İNŞAAT SEKTÖRÜNE FIRSATLAR

Türkiye’nin inşaat sektöründe küresel bir oyuncu olduğuna dikkat çeken Şimşek, "Önümüzdeki dönemde hem yurt içinde hem de uluslararası alanda inşaat sektörüne muazzam fırsatlar çıkacak. Türkiye’de doğal afetlere dayanıklı şehirler inşa etmek için ciddi bir dönüşüm gerekiyor." dedi.

İstihdam alanında son bir yılda 1 milyon kişiye iş imkânı sağlandığını belirten Şimşek, "Reel ekonomi güçlü ve dayanıklı. OVP kapsamında yaptığımız reformlarla bu direnci daha da artırmayı hedefliyoruz." dedi.

İhracat teşviklerinin devam edeceğini belirten Şimşek, sanayi ve teknoloji alanlarında Türkiye'nin katma değerli üretime geçiş sürecini desteklemek için önemli adımlar attıklarını ifade etti.

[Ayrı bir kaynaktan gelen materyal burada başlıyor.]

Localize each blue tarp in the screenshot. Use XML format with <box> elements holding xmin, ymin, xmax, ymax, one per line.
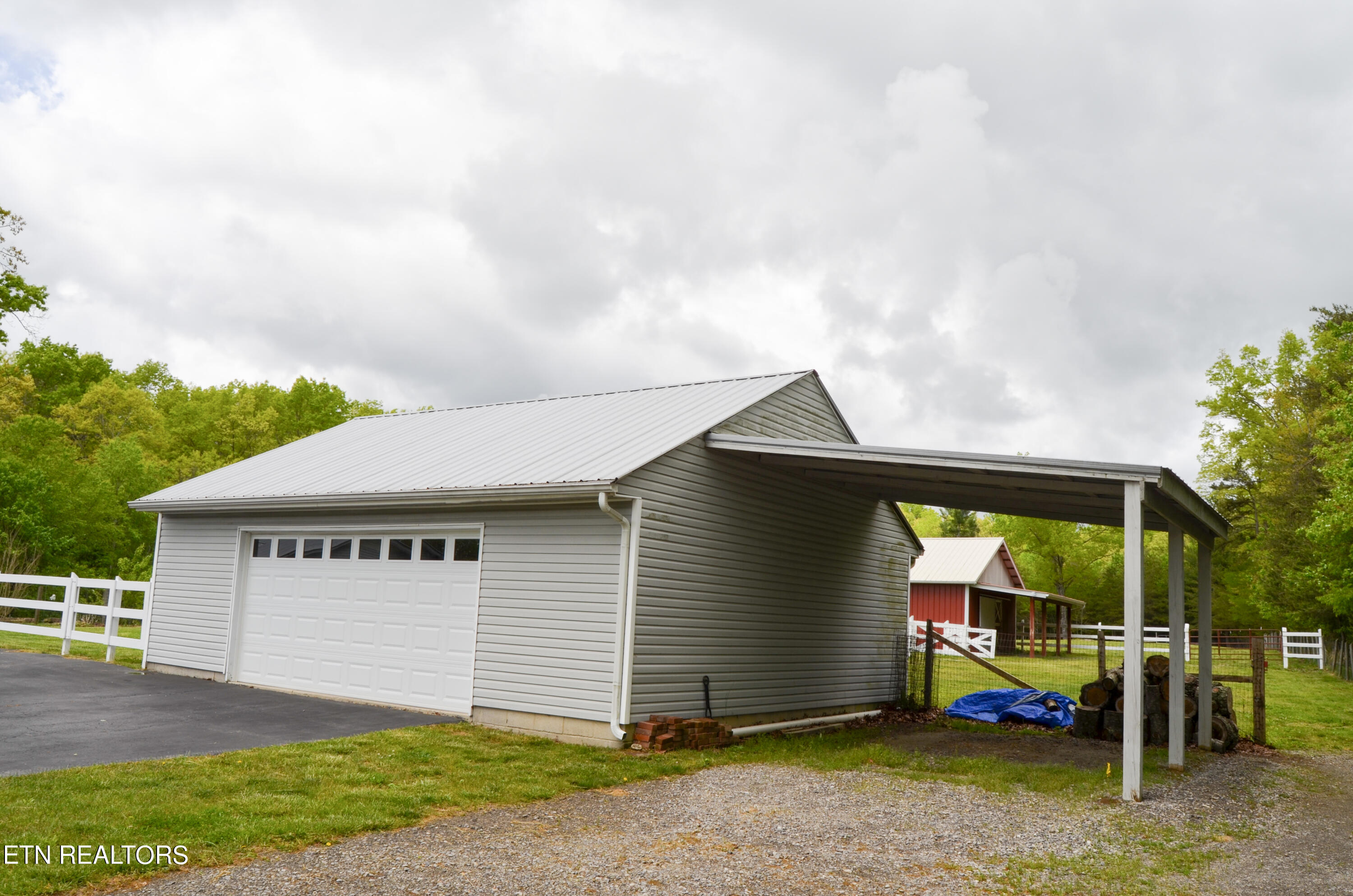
<box><xmin>944</xmin><ymin>688</ymin><xmax>1076</xmax><ymax>728</ymax></box>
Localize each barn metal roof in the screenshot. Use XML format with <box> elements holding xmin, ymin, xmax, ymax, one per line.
<box><xmin>131</xmin><ymin>371</ymin><xmax>813</xmax><ymax>510</ymax></box>
<box><xmin>705</xmin><ymin>433</ymin><xmax>1229</xmax><ymax>544</ymax></box>
<box><xmin>912</xmin><ymin>539</ymin><xmax>1024</xmax><ymax>586</ymax></box>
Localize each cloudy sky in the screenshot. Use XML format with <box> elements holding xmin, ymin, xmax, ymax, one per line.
<box><xmin>0</xmin><ymin>0</ymin><xmax>1353</xmax><ymax>478</ymax></box>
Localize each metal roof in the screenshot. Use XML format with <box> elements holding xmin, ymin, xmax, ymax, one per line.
<box><xmin>912</xmin><ymin>539</ymin><xmax>1024</xmax><ymax>585</ymax></box>
<box><xmin>973</xmin><ymin>585</ymin><xmax>1085</xmax><ymax>607</ymax></box>
<box><xmin>705</xmin><ymin>433</ymin><xmax>1229</xmax><ymax>543</ymax></box>
<box><xmin>131</xmin><ymin>371</ymin><xmax>813</xmax><ymax>510</ymax></box>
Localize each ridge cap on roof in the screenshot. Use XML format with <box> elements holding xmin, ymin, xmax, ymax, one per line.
<box><xmin>348</xmin><ymin>368</ymin><xmax>816</xmax><ymax>423</ymax></box>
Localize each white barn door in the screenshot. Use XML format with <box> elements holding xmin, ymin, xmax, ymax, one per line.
<box><xmin>233</xmin><ymin>529</ymin><xmax>479</xmax><ymax>715</ymax></box>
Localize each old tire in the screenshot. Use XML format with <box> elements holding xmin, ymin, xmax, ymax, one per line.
<box><xmin>1212</xmin><ymin>716</ymin><xmax>1241</xmax><ymax>753</ymax></box>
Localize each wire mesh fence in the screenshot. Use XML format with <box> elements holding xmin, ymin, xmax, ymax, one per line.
<box><xmin>893</xmin><ymin>628</ymin><xmax>1266</xmax><ymax>738</ymax></box>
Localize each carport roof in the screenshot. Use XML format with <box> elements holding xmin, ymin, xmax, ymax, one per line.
<box><xmin>705</xmin><ymin>433</ymin><xmax>1227</xmax><ymax>544</ymax></box>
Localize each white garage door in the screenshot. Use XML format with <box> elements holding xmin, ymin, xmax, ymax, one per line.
<box><xmin>234</xmin><ymin>531</ymin><xmax>479</xmax><ymax>715</ymax></box>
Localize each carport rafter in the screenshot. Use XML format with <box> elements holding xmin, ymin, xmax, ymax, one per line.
<box><xmin>705</xmin><ymin>433</ymin><xmax>1229</xmax><ymax>801</ymax></box>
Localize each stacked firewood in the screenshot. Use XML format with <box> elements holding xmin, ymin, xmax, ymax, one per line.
<box><xmin>630</xmin><ymin>716</ymin><xmax>737</xmax><ymax>753</ymax></box>
<box><xmin>1072</xmin><ymin>654</ymin><xmax>1241</xmax><ymax>753</ymax></box>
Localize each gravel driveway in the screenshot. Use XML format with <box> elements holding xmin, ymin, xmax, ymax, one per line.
<box><xmin>116</xmin><ymin>766</ymin><xmax>1153</xmax><ymax>896</ymax></box>
<box><xmin>122</xmin><ymin>755</ymin><xmax>1353</xmax><ymax>896</ymax></box>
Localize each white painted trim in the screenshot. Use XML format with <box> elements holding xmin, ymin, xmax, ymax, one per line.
<box><xmin>221</xmin><ymin>528</ymin><xmax>253</xmax><ymax>681</ymax></box>
<box><xmin>617</xmin><ymin>496</ymin><xmax>644</xmax><ymax>724</ymax></box>
<box><xmin>465</xmin><ymin>523</ymin><xmax>486</xmax><ymax>719</ymax></box>
<box><xmin>1164</xmin><ymin>523</ymin><xmax>1185</xmax><ymax>772</ymax></box>
<box><xmin>1123</xmin><ymin>479</ymin><xmax>1146</xmax><ymax>803</ymax></box>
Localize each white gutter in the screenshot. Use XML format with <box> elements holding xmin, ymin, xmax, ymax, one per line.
<box><xmin>127</xmin><ymin>481</ymin><xmax>610</xmax><ymax>513</ymax></box>
<box><xmin>597</xmin><ymin>492</ymin><xmax>644</xmax><ymax>740</ymax></box>
<box><xmin>732</xmin><ymin>709</ymin><xmax>882</xmax><ymax>738</ymax></box>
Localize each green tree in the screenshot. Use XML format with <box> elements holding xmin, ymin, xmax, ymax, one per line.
<box><xmin>12</xmin><ymin>337</ymin><xmax>112</xmax><ymax>417</ymax></box>
<box><xmin>939</xmin><ymin>508</ymin><xmax>978</xmax><ymax>539</ymax></box>
<box><xmin>897</xmin><ymin>504</ymin><xmax>943</xmax><ymax>539</ymax></box>
<box><xmin>1199</xmin><ymin>306</ymin><xmax>1353</xmax><ymax>639</ymax></box>
<box><xmin>0</xmin><ymin>208</ymin><xmax>47</xmax><ymax>345</ymax></box>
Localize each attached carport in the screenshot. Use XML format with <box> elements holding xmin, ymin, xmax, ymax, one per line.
<box><xmin>705</xmin><ymin>433</ymin><xmax>1227</xmax><ymax>801</ymax></box>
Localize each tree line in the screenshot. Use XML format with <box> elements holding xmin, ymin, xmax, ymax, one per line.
<box><xmin>0</xmin><ymin>208</ymin><xmax>1353</xmax><ymax>638</ymax></box>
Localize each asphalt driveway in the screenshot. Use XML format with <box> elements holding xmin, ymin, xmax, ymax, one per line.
<box><xmin>0</xmin><ymin>650</ymin><xmax>453</xmax><ymax>776</ymax></box>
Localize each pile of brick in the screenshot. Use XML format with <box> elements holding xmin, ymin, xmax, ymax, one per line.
<box><xmin>630</xmin><ymin>716</ymin><xmax>737</xmax><ymax>753</ymax></box>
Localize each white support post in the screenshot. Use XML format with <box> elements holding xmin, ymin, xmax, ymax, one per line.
<box><xmin>103</xmin><ymin>575</ymin><xmax>122</xmax><ymax>663</ymax></box>
<box><xmin>1164</xmin><ymin>523</ymin><xmax>1185</xmax><ymax>772</ymax></box>
<box><xmin>1197</xmin><ymin>542</ymin><xmax>1212</xmax><ymax>750</ymax></box>
<box><xmin>61</xmin><ymin>573</ymin><xmax>80</xmax><ymax>657</ymax></box>
<box><xmin>1123</xmin><ymin>479</ymin><xmax>1146</xmax><ymax>803</ymax></box>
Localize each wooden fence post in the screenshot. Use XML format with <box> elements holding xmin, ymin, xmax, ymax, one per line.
<box><xmin>61</xmin><ymin>573</ymin><xmax>80</xmax><ymax>657</ymax></box>
<box><xmin>925</xmin><ymin>620</ymin><xmax>935</xmax><ymax>709</ymax></box>
<box><xmin>1099</xmin><ymin>623</ymin><xmax>1108</xmax><ymax>681</ymax></box>
<box><xmin>1250</xmin><ymin>638</ymin><xmax>1268</xmax><ymax>743</ymax></box>
<box><xmin>103</xmin><ymin>575</ymin><xmax>122</xmax><ymax>663</ymax></box>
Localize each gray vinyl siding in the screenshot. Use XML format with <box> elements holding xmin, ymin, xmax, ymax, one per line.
<box><xmin>149</xmin><ymin>505</ymin><xmax>620</xmax><ymax>721</ymax></box>
<box><xmin>622</xmin><ymin>380</ymin><xmax>919</xmax><ymax>719</ymax></box>
<box><xmin>710</xmin><ymin>375</ymin><xmax>855</xmax><ymax>442</ymax></box>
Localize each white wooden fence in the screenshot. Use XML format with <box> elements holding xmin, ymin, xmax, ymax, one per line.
<box><xmin>1283</xmin><ymin>628</ymin><xmax>1325</xmax><ymax>669</ymax></box>
<box><xmin>907</xmin><ymin>619</ymin><xmax>996</xmax><ymax>659</ymax></box>
<box><xmin>1068</xmin><ymin>623</ymin><xmax>1192</xmax><ymax>662</ymax></box>
<box><xmin>0</xmin><ymin>573</ymin><xmax>150</xmax><ymax>667</ymax></box>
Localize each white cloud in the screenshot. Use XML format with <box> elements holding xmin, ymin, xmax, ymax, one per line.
<box><xmin>0</xmin><ymin>1</ymin><xmax>1353</xmax><ymax>475</ymax></box>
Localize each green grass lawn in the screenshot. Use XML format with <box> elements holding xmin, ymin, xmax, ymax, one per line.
<box><xmin>1264</xmin><ymin>659</ymin><xmax>1353</xmax><ymax>753</ymax></box>
<box><xmin>0</xmin><ymin>724</ymin><xmax>1165</xmax><ymax>895</ymax></box>
<box><xmin>0</xmin><ymin>634</ymin><xmax>1353</xmax><ymax>895</ymax></box>
<box><xmin>0</xmin><ymin>620</ymin><xmax>141</xmax><ymax>669</ymax></box>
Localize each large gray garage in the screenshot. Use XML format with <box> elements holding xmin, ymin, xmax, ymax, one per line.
<box><xmin>133</xmin><ymin>371</ymin><xmax>920</xmax><ymax>746</ymax></box>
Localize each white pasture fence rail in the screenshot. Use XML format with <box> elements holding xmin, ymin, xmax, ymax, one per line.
<box><xmin>1066</xmin><ymin>623</ymin><xmax>1192</xmax><ymax>662</ymax></box>
<box><xmin>1283</xmin><ymin>628</ymin><xmax>1325</xmax><ymax>669</ymax></box>
<box><xmin>0</xmin><ymin>573</ymin><xmax>150</xmax><ymax>666</ymax></box>
<box><xmin>907</xmin><ymin>619</ymin><xmax>996</xmax><ymax>659</ymax></box>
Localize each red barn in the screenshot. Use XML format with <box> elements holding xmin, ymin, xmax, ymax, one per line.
<box><xmin>908</xmin><ymin>539</ymin><xmax>1084</xmax><ymax>652</ymax></box>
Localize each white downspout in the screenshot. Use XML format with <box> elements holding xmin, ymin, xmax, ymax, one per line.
<box><xmin>597</xmin><ymin>492</ymin><xmax>641</xmax><ymax>740</ymax></box>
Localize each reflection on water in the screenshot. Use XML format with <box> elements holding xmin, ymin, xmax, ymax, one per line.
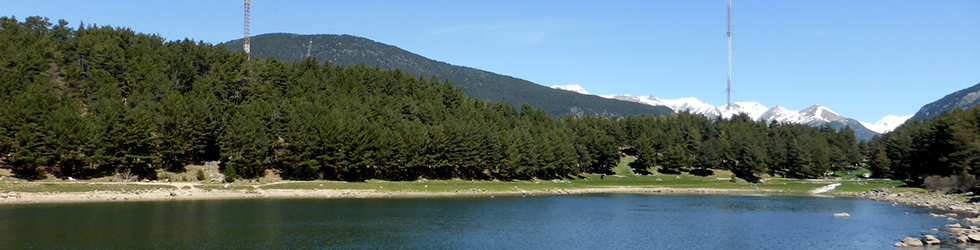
<box><xmin>0</xmin><ymin>194</ymin><xmax>964</xmax><ymax>249</ymax></box>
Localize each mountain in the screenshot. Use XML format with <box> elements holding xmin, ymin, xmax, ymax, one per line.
<box><xmin>596</xmin><ymin>90</ymin><xmax>880</xmax><ymax>140</ymax></box>
<box><xmin>596</xmin><ymin>94</ymin><xmax>768</xmax><ymax>120</ymax></box>
<box><xmin>912</xmin><ymin>83</ymin><xmax>980</xmax><ymax>120</ymax></box>
<box><xmin>551</xmin><ymin>84</ymin><xmax>589</xmax><ymax>95</ymax></box>
<box><xmin>861</xmin><ymin>115</ymin><xmax>912</xmax><ymax>134</ymax></box>
<box><xmin>224</xmin><ymin>33</ymin><xmax>672</xmax><ymax>117</ymax></box>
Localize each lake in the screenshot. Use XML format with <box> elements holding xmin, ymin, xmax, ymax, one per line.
<box><xmin>0</xmin><ymin>194</ymin><xmax>956</xmax><ymax>249</ymax></box>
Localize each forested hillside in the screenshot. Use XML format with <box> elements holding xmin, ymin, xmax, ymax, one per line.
<box><xmin>224</xmin><ymin>34</ymin><xmax>672</xmax><ymax>117</ymax></box>
<box><xmin>0</xmin><ymin>17</ymin><xmax>860</xmax><ymax>181</ymax></box>
<box><xmin>866</xmin><ymin>106</ymin><xmax>980</xmax><ymax>191</ymax></box>
<box><xmin>911</xmin><ymin>83</ymin><xmax>980</xmax><ymax>120</ymax></box>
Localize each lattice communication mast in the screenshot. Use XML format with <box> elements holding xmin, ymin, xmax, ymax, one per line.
<box><xmin>725</xmin><ymin>0</ymin><xmax>732</xmax><ymax>109</ymax></box>
<box><xmin>242</xmin><ymin>0</ymin><xmax>252</xmax><ymax>58</ymax></box>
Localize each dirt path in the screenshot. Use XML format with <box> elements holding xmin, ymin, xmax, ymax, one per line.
<box><xmin>810</xmin><ymin>183</ymin><xmax>840</xmax><ymax>194</ymax></box>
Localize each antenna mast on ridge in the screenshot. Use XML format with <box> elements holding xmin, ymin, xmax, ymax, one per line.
<box><xmin>242</xmin><ymin>0</ymin><xmax>252</xmax><ymax>58</ymax></box>
<box><xmin>725</xmin><ymin>0</ymin><xmax>732</xmax><ymax>109</ymax></box>
<box><xmin>306</xmin><ymin>37</ymin><xmax>313</xmax><ymax>57</ymax></box>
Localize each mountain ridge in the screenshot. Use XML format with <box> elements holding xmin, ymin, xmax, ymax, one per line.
<box><xmin>912</xmin><ymin>83</ymin><xmax>980</xmax><ymax>120</ymax></box>
<box><xmin>552</xmin><ymin>86</ymin><xmax>892</xmax><ymax>140</ymax></box>
<box><xmin>223</xmin><ymin>33</ymin><xmax>672</xmax><ymax>117</ymax></box>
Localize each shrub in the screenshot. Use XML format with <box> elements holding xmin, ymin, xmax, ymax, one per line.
<box><xmin>922</xmin><ymin>174</ymin><xmax>977</xmax><ymax>193</ymax></box>
<box><xmin>225</xmin><ymin>166</ymin><xmax>238</xmax><ymax>182</ymax></box>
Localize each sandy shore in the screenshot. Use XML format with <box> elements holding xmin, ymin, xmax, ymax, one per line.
<box><xmin>0</xmin><ymin>184</ymin><xmax>780</xmax><ymax>204</ymax></box>
<box><xmin>7</xmin><ymin>183</ymin><xmax>980</xmax><ymax>218</ymax></box>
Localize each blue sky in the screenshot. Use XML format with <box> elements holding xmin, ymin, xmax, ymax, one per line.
<box><xmin>0</xmin><ymin>0</ymin><xmax>980</xmax><ymax>123</ymax></box>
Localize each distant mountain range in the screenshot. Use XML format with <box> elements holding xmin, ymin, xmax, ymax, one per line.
<box><xmin>912</xmin><ymin>83</ymin><xmax>980</xmax><ymax>120</ymax></box>
<box><xmin>223</xmin><ymin>33</ymin><xmax>673</xmax><ymax>117</ymax></box>
<box><xmin>552</xmin><ymin>85</ymin><xmax>896</xmax><ymax>140</ymax></box>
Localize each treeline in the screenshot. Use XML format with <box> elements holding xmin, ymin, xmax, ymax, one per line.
<box><xmin>866</xmin><ymin>107</ymin><xmax>980</xmax><ymax>191</ymax></box>
<box><xmin>0</xmin><ymin>17</ymin><xmax>860</xmax><ymax>181</ymax></box>
<box><xmin>622</xmin><ymin>113</ymin><xmax>861</xmax><ymax>181</ymax></box>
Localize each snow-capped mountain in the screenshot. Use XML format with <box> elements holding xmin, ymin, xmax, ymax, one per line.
<box><xmin>601</xmin><ymin>95</ymin><xmax>768</xmax><ymax>120</ymax></box>
<box><xmin>551</xmin><ymin>85</ymin><xmax>589</xmax><ymax>95</ymax></box>
<box><xmin>552</xmin><ymin>85</ymin><xmax>911</xmax><ymax>140</ymax></box>
<box><xmin>861</xmin><ymin>115</ymin><xmax>913</xmax><ymax>134</ymax></box>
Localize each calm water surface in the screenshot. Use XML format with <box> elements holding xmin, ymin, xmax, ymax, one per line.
<box><xmin>0</xmin><ymin>194</ymin><xmax>957</xmax><ymax>249</ymax></box>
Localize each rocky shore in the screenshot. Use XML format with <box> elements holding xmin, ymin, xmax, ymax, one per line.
<box><xmin>842</xmin><ymin>189</ymin><xmax>980</xmax><ymax>249</ymax></box>
<box><xmin>841</xmin><ymin>189</ymin><xmax>980</xmax><ymax>216</ymax></box>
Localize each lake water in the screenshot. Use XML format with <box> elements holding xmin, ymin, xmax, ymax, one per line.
<box><xmin>0</xmin><ymin>194</ymin><xmax>957</xmax><ymax>249</ymax></box>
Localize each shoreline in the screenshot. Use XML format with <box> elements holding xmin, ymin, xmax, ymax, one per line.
<box><xmin>0</xmin><ymin>182</ymin><xmax>980</xmax><ymax>216</ymax></box>
<box><xmin>0</xmin><ymin>187</ymin><xmax>785</xmax><ymax>206</ymax></box>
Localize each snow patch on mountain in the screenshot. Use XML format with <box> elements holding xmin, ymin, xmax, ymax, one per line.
<box><xmin>551</xmin><ymin>84</ymin><xmax>589</xmax><ymax>95</ymax></box>
<box><xmin>861</xmin><ymin>115</ymin><xmax>913</xmax><ymax>134</ymax></box>
<box><xmin>553</xmin><ymin>85</ymin><xmax>911</xmax><ymax>139</ymax></box>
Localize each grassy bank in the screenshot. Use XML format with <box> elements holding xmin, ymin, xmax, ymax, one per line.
<box><xmin>0</xmin><ymin>157</ymin><xmax>915</xmax><ymax>194</ymax></box>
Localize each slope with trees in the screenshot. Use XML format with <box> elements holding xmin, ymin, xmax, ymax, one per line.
<box><xmin>0</xmin><ymin>17</ymin><xmax>864</xmax><ymax>184</ymax></box>
<box><xmin>224</xmin><ymin>33</ymin><xmax>673</xmax><ymax>117</ymax></box>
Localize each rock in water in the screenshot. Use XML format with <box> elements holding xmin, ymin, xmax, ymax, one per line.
<box><xmin>963</xmin><ymin>218</ymin><xmax>980</xmax><ymax>224</ymax></box>
<box><xmin>966</xmin><ymin>233</ymin><xmax>980</xmax><ymax>243</ymax></box>
<box><xmin>902</xmin><ymin>237</ymin><xmax>922</xmax><ymax>247</ymax></box>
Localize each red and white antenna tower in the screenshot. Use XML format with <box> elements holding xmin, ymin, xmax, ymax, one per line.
<box><xmin>242</xmin><ymin>0</ymin><xmax>252</xmax><ymax>55</ymax></box>
<box><xmin>725</xmin><ymin>0</ymin><xmax>732</xmax><ymax>109</ymax></box>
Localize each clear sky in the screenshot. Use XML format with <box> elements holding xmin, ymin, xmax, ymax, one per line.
<box><xmin>0</xmin><ymin>0</ymin><xmax>980</xmax><ymax>123</ymax></box>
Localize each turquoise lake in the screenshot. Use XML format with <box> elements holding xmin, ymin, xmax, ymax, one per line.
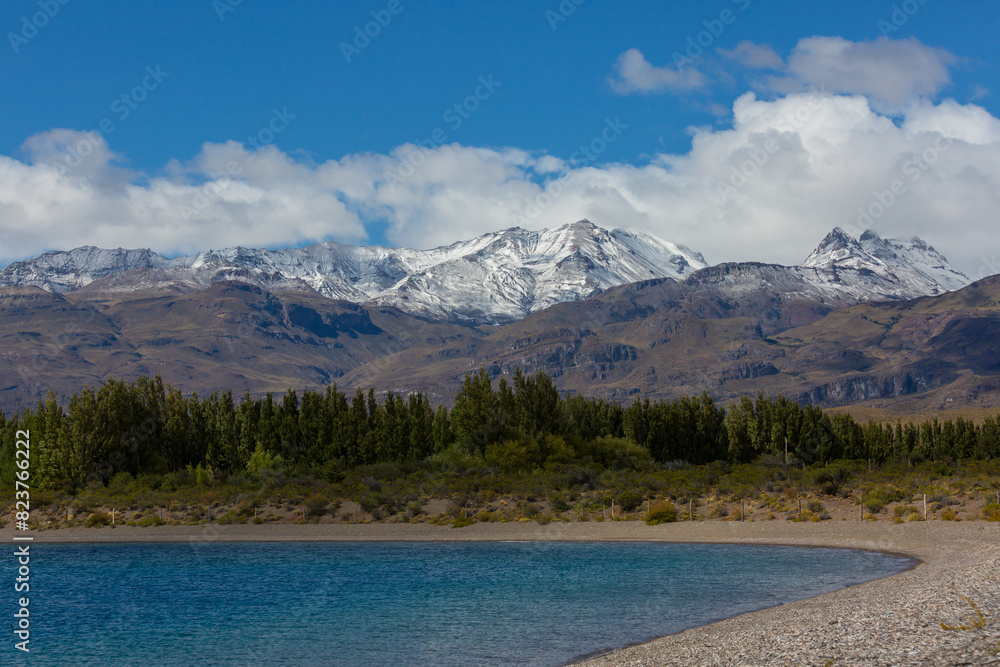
<box><xmin>11</xmin><ymin>542</ymin><xmax>913</xmax><ymax>667</ymax></box>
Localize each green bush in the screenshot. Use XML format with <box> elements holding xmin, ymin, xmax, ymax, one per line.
<box><xmin>305</xmin><ymin>493</ymin><xmax>330</xmax><ymax>518</ymax></box>
<box><xmin>646</xmin><ymin>500</ymin><xmax>677</xmax><ymax>526</ymax></box>
<box><xmin>87</xmin><ymin>510</ymin><xmax>111</xmax><ymax>528</ymax></box>
<box><xmin>615</xmin><ymin>491</ymin><xmax>645</xmax><ymax>512</ymax></box>
<box><xmin>485</xmin><ymin>438</ymin><xmax>541</xmax><ymax>470</ymax></box>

"ZORLU DÖNEM GERİDE KALDI"

Konuşmasının sonunda, Türkiye ekonomisi için güçlü bir gelecek öngörüsünde bulunan Şimşek, "Uzun vadeli küresel sıkıntılar var ama Türkiye'nin o sıkıntılar bağlamında büyük avantajları var. Evet bir program uyguluyoruz bu programın kısa vadeli yan etkileri var fakat bunlar geçicidir, zorlu dönemin önemli bir kısmı geride kaldı ve inanıyoruz ki önümüzdeki dönemde gerekiyorsa gerek küresel gerek Türkiye’nin şartları iş yapmaya, üretmeye, ihracat yapmaya çok daha elverişli olacak. Çok daha güçlü şekilde desteklemeye devam edeceğiz, arz yönlü politikaları, yapısal dönüşümü önceliklendireceğiz." dedi.